As Nato insisted there would be no let-up in its air war despite Italian calls for a cessation, Muammar Gaddafi, the Libyan leader, said he did not fear death and defiantly vowed to fight "to the beyond,"

"We will resist and the battle will continue to the beyond, until you're wiped out. But we will not be finished," Gaddafi said in an audio message broadcast on Libyan television late on Wednesday.

"There's no longer any agreement after you killed our children and our grandchildren ... You (the West) can move back," the strongman said in homage to his comrade Khuwildi Hemidi, several members of whose family were killed Monday in Nato raids on his residence.

"We are not frightened. We are not trying to live or escape," Gaddafi said, denouncing what we called a crusade against a Muslim country targeting civilians and children.

Nato, reversing an initial denial, acknowledged its warplanes early on Monday carried out strikes in the Sorman area, 70 kilometres (45 miles) from Tripoli, but said its warplanes bombed a "high-level" command and control node.

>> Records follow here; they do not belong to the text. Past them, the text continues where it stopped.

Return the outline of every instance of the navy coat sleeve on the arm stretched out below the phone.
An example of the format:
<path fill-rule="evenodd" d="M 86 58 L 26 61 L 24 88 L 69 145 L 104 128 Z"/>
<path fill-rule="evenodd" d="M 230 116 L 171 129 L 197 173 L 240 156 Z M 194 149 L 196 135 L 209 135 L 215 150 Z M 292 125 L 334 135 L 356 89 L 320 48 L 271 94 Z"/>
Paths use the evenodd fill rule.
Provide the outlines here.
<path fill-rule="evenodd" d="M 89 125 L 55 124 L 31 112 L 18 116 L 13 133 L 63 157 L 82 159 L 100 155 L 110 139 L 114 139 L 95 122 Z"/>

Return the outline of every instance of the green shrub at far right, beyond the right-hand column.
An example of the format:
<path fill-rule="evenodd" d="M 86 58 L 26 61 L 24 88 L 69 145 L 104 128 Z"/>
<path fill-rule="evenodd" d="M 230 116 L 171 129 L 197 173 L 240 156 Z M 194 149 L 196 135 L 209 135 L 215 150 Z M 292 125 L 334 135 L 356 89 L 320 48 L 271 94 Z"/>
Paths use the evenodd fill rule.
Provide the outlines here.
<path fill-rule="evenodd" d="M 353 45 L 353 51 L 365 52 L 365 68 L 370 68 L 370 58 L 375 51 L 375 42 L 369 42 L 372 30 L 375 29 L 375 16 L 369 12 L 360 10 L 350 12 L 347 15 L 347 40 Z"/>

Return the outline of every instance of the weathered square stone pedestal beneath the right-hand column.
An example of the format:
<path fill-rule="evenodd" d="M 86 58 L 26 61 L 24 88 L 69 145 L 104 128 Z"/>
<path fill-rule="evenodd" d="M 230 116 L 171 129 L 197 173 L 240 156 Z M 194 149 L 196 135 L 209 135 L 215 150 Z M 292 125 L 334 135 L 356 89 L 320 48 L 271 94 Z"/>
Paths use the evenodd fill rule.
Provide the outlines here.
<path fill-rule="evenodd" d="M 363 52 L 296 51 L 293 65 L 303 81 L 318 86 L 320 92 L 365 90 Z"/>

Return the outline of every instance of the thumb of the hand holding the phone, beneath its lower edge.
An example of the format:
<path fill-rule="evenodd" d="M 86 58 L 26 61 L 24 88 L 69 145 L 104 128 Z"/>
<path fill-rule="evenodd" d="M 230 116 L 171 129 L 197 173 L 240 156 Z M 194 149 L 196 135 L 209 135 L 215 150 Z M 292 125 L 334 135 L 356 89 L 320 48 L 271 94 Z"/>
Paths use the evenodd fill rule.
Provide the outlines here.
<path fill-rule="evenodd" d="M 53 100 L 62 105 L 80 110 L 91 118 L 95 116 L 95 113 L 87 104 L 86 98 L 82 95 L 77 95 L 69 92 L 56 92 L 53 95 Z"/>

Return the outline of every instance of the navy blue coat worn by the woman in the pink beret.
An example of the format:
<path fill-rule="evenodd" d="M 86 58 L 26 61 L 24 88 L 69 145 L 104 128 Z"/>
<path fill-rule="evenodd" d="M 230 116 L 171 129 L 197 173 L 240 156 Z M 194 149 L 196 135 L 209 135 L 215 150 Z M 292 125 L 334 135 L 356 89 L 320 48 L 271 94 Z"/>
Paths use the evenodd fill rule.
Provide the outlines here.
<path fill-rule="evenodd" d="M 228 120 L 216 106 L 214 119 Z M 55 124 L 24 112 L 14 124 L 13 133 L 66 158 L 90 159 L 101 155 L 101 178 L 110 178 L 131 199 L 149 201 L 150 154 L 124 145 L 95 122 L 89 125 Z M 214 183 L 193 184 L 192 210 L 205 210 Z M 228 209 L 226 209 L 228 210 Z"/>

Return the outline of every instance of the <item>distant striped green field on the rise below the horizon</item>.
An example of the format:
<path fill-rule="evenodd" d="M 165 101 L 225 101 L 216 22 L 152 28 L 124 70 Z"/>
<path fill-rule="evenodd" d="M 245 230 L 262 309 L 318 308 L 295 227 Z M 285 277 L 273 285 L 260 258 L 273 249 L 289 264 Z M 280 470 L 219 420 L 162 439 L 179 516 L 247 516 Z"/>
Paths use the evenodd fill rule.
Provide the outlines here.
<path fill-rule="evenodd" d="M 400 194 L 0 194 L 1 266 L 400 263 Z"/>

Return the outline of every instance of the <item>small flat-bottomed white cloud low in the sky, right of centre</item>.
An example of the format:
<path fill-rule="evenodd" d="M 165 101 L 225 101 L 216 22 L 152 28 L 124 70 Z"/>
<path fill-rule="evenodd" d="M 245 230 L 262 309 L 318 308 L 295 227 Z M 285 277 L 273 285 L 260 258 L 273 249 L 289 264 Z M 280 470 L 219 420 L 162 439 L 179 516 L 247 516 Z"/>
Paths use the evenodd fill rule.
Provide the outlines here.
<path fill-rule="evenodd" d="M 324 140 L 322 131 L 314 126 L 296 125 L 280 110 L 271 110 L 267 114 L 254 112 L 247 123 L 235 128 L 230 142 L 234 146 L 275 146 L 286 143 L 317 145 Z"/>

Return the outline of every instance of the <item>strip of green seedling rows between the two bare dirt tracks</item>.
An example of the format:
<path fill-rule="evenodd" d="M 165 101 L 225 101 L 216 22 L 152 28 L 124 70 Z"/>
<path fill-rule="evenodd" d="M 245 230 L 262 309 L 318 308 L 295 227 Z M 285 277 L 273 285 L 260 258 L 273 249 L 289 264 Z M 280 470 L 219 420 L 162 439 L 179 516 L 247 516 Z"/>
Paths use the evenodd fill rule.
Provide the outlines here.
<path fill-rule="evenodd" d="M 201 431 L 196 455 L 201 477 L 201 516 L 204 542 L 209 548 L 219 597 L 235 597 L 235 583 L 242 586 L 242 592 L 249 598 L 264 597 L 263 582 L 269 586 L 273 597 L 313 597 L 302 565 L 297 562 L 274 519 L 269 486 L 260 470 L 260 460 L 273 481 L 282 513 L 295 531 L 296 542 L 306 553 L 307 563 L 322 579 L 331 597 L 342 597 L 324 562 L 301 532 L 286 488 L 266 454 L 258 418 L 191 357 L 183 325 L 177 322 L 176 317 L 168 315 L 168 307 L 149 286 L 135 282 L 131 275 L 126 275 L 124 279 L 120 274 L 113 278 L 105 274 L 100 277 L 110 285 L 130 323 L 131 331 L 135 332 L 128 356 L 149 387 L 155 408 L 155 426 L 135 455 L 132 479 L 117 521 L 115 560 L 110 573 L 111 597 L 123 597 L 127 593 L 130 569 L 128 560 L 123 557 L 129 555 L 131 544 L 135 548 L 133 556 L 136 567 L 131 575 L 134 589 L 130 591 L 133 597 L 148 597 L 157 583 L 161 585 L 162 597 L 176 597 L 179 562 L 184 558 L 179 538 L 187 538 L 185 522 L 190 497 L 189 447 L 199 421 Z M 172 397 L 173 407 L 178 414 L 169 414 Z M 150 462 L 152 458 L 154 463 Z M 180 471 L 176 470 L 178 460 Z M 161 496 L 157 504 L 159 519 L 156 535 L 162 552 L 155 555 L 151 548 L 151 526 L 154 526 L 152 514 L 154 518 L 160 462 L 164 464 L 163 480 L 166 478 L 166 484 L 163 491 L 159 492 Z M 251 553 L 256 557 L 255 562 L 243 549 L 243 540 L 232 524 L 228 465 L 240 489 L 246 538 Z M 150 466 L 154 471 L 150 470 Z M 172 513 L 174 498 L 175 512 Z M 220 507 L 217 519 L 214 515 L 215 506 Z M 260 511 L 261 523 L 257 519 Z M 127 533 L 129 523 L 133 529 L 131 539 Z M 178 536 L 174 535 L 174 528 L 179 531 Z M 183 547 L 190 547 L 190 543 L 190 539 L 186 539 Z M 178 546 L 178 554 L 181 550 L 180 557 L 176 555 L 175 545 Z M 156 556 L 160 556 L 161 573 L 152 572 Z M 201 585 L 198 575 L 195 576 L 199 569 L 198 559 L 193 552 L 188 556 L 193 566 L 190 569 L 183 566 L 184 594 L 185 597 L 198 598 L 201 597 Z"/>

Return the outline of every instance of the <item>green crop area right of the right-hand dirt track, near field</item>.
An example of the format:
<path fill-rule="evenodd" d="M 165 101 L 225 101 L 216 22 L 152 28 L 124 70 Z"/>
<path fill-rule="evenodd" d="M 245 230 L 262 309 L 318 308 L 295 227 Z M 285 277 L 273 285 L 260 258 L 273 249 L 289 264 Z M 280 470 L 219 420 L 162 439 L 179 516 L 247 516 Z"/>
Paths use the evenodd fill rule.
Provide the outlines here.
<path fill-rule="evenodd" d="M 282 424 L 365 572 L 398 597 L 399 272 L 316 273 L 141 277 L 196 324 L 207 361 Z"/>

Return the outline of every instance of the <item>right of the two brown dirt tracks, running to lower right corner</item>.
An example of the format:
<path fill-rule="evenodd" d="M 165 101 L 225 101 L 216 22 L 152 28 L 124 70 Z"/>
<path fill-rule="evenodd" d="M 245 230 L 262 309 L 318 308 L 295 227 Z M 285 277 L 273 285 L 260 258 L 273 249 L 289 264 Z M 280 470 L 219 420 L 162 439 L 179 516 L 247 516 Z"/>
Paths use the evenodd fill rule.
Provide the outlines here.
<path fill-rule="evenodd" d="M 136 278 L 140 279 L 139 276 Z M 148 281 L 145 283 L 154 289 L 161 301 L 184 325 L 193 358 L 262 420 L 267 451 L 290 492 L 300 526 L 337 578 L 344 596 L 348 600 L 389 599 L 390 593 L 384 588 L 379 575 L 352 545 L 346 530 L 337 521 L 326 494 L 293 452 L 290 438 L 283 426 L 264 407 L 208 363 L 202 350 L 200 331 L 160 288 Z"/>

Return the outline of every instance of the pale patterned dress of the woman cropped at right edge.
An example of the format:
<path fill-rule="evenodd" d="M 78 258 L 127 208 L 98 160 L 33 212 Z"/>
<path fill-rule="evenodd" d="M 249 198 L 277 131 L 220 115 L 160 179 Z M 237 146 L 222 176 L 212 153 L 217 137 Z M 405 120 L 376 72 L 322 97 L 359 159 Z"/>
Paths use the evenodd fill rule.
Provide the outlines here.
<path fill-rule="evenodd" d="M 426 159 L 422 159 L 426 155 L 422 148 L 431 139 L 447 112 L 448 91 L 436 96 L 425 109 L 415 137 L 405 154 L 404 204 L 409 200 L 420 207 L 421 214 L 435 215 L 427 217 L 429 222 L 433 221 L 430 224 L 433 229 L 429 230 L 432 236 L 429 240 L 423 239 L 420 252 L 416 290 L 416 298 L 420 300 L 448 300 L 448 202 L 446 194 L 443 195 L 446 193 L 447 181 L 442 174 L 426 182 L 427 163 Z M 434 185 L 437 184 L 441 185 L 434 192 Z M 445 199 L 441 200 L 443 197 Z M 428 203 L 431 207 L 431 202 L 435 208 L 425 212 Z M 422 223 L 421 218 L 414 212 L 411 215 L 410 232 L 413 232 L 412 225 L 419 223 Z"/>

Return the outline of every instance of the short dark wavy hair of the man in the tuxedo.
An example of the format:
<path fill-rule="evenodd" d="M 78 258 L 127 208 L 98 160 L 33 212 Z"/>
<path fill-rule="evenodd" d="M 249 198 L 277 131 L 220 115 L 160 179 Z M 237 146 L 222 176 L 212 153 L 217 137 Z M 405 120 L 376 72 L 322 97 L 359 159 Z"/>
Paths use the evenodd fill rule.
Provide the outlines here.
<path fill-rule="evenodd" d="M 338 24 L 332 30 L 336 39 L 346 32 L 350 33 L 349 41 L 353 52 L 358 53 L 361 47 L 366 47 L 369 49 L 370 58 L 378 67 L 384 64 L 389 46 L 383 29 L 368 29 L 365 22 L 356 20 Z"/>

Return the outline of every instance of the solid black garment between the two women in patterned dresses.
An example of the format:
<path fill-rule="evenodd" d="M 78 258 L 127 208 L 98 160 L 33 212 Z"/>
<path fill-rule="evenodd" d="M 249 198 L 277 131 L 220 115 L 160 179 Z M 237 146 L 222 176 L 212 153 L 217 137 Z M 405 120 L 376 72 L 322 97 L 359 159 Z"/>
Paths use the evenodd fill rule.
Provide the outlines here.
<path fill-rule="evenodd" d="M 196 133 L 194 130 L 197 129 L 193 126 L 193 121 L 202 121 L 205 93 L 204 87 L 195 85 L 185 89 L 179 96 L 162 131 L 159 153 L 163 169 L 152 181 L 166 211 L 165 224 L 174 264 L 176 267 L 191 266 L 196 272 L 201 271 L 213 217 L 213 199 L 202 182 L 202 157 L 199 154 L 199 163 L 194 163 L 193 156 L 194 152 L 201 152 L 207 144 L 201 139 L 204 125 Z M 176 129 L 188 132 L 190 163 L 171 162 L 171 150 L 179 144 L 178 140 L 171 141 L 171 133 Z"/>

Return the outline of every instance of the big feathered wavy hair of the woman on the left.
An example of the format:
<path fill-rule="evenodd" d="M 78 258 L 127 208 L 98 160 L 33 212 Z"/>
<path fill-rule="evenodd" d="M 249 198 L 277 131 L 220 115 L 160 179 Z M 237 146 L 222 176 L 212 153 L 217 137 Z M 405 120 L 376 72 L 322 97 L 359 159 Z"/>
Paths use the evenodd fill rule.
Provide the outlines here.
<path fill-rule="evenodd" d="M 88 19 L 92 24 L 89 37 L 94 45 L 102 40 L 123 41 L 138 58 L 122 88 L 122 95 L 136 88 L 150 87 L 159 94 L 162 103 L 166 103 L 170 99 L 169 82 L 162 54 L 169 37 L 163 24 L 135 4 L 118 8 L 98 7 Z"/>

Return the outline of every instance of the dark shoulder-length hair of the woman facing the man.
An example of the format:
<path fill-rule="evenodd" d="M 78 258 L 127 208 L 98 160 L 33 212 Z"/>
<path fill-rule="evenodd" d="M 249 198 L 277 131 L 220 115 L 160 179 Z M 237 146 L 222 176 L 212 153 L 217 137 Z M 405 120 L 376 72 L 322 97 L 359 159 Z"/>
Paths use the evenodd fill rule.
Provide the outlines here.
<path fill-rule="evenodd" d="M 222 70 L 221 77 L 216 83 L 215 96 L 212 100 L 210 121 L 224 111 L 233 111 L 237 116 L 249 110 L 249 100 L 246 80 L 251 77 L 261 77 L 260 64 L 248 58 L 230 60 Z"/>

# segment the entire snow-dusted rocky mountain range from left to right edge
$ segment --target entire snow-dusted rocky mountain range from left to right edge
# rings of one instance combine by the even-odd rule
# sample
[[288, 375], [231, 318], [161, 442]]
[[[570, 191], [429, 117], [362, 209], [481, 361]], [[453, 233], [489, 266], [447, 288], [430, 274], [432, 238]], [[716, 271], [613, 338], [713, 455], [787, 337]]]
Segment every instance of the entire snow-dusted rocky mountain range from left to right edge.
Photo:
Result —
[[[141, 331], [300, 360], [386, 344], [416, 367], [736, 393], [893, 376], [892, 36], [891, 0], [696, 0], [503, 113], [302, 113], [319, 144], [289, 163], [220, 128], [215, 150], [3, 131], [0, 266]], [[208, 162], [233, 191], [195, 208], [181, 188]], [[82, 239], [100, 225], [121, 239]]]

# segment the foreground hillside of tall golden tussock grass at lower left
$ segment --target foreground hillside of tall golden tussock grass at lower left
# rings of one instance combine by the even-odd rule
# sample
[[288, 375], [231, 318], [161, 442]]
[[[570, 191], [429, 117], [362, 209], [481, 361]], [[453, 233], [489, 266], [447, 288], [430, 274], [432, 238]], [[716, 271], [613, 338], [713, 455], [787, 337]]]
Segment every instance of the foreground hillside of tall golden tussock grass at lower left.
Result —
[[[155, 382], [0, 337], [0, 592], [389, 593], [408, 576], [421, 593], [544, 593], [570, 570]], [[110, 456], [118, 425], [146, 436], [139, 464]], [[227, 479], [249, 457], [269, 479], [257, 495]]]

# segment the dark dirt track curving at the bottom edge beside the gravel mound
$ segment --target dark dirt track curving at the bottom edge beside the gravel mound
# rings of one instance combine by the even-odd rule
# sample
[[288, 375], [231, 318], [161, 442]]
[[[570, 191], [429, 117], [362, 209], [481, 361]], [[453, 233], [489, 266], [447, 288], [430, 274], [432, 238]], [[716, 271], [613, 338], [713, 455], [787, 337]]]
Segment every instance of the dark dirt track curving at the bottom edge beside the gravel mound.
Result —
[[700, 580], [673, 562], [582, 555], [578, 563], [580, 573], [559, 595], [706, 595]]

Libyan government spokesman Mussa Ibrahim said 15 people, including three children, were killed in the attack, which he slammed as a "cowardly terrorist act which cannot be justified."

Ibrahim said the attack was on an estate belonging to Hemidi, a veteran comrade of Gaddafi.

"By what right do you target politicians and their families?" Kadhafi asked in the message. He claimed that Hemidi's office in Tripoli had been bombed four times.

"They were looking for him because he's a hero. When they didn't find him in his office they wanted to kill him in his home," Gaddafi added, calling on the United Nations to send observers to confirm that the Nato target was a civilian site and not a military target.

Gaddafi promised to build a monument; "the highest in North Africa," to four-year-old Khaleda, Hemidi's granddaughter who the authorities said was killed in the raid.

"We will stay, we will resist and we will not give in. Strike with your missiles, two, three, 10 or 100 years."

His message came hours after Anders Fogh Rasmussen, the Nato chief, vowed there would be no halt to the Libyan bombing campaign, saying more civilians would die if operations were not maintained under a UN mandate to protect Libyans from the exactions of Gaddafi's regime.